Vento-Tormo will offer an open seminar on this issue entitled "Immunogenomics, one cell at a time", on October 10, in Esther Koplowitz Centre, Barcelona.

 

Roser Vento-Tormo

Vento-Tormo, PhD (2016) became group leader at Wellcome Sanger Institute (WSI), Cambridge (UK), in 2019. She completed her postdoctoral studies under the supervision of Prof. Sarah Teichmann as an EMBO and HFSP fellow.

She is an immunologist specialising in the study of cellular communication using genomics data. Her PhD work was published in 8 journals, 4 of them with leading contribution (JACI, Genome Biology, FEBS J, Nucleic Acid Research).
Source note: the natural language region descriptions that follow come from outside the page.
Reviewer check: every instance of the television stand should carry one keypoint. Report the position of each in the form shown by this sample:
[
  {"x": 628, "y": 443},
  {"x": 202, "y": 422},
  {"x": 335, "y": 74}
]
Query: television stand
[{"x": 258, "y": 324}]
She has developed CellPhoneDB.org, a resource of ligands, receptors and their interactions, integrated with a statistical framework to build cellular communication networks from single-cell transcriptomics data.

Vento-Tormo used this unique computational framework to study maternal-fetal communication during pregnancy in a seminal study published in Nature in 2018. Notably, CellPhoneDB.org is currently being applied as a routine in single-cell transcriptomics analysis, as reflected by the daily users of the online version of the software and their citations in studies published in Nature, Science and Cell. Since its inception in March 2019, the Vento-Tormo lab has been developing new versions of CellPhoneDB.org by integrating single-cell and spatial genomics datasets. This computational tool is central to the team’s other projects, focused on the adaptation of tissue-resident immune cells in human tissues and organs and their response to pathogens.

Vento-Tormo is a main contributor to the Human Cell Atlas and has been recently awarded by the UK-MRC and European-H2020 to develop a comprehensive atlas of the female reproductive system across its lifespan, and the CZI to map tissue-immune resident cells during ageing.